Boy did I get Lucky!

11 Jul

I “was” a little frustrated with Georgia as she sat on her little brood of eggs, thinking about the 13 day old buff chicks that were scheduled to come in the mail a good 5 days before her eggs hatched.  Multiple pens, with multiple animals means multiple work, which is not exactly something I have time for.

Luckily I got Georgia moved to one of our two brooder pens before the new babies arrived(both sets).  She was NOT a happy camper and bolted out the door on day 2 of confinement to do her once a day broody get a meal, some water and relieve  herself ritual.  This routine can, well take a little time, so I left the door open and went about my business thinking I would check back in an hour to make sure she had returned to the eggs.  Needless to say, I got busy.

Six hours later my brain kicked in and I was running to the hen-house to see where she was.  As I rounded the door I immediately saw 2 of last years hatch in the broody pen checking things out.  Kicked their fuzzy little butts out.  Turned around and found Georgia setting in the laying box, there in the corner where all of this started.  Chickens really are creatures of habit.  Gently picked up her fluffed out, angry little don’t-you-take-me-off-my-eggs butt, and cracked up laughing as I placed her on the eggs in the broody pen.  Georgia honey you were “setting” on an empty nest!  When a “broody hen” goes broody she don’t care “what she’s setting on”, she just knows she’s setting.  Fortunately eggs can go unattended 12-14 hours and still hatch.

If you read my last post you know the mail order buff chicks have arrived AND Georgia’s eggs have hatched.

It took a full 2 days for all the viable eggs to make their entrance into the world.  Out of the 6 eggs she was setting on we got 1 black and gold chick, 2 almost white chicks, and 1 yellow chick.  I knew the other two were dudes when Georgia relocated the babies to the other side of the pen and left the un-hatched eggs sitting there all day.  I removed the 2 eggs, cleaned up a bit and got Georgia and the chicks settled on some fresh shavings.

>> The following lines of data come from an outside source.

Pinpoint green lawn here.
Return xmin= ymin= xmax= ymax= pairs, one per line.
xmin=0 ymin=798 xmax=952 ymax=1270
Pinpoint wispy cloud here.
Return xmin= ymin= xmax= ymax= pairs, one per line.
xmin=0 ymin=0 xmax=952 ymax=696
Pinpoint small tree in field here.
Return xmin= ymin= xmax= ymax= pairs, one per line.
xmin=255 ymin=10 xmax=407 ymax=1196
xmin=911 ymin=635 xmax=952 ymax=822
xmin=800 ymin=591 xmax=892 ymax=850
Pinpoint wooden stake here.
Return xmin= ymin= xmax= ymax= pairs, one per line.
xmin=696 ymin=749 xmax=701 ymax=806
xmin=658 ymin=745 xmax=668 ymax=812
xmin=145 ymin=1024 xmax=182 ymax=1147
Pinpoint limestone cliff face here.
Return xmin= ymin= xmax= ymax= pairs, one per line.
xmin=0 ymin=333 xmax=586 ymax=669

Now if you are a chicken person, you know you have a tendency to stand around staring at your birds.  After I got Georgia and the babies re-settled I noticed her tilting her head and eyeballing the buff chicks she had been listening to, and watching for the last 5 days.  An idea hit me!  Later on that night, when everybody was nice and sleepy, I went in and removed 2 of the  buff chicks and put them in the broody pen with Georgia and her brood.  I stood there and watched as not much happened other than the black and gold chick getting up, close and personal to one of the buff babies as if to say “hi how are you”.   I stood there watching for a good little while, decided all was well and left them to it.

Got up yesterday morning and all was still well, so Yep, put another couple in.

One big happy familyLast night I added a few more.

OMG, I just incorporated ALL the mail order buff chicks in with Georgia and her brood.  She is accepting these little orphans as if they are her own, awesome!  I do believe that having to see and hear them just a few days before her own hatched have contributed to her believing they are her chicks.  Either that or she is just one fine ass broody hen!  Made a quick call to “Bob the builder” and before you knew it we had connected our 2 (3 X 4) brooder pens to make 1 big long pen.

long pen

Now we have Georgia and 15 chicks in a 3 X 12 brooder pen, all together, one big happy family.  Yeah!

Just in case you’re keeping count: 26 total (last post) – 8 re-homed = 18, 18 + 13 (buff) + 4 (hatched) – 2 (buff deaths) = 33.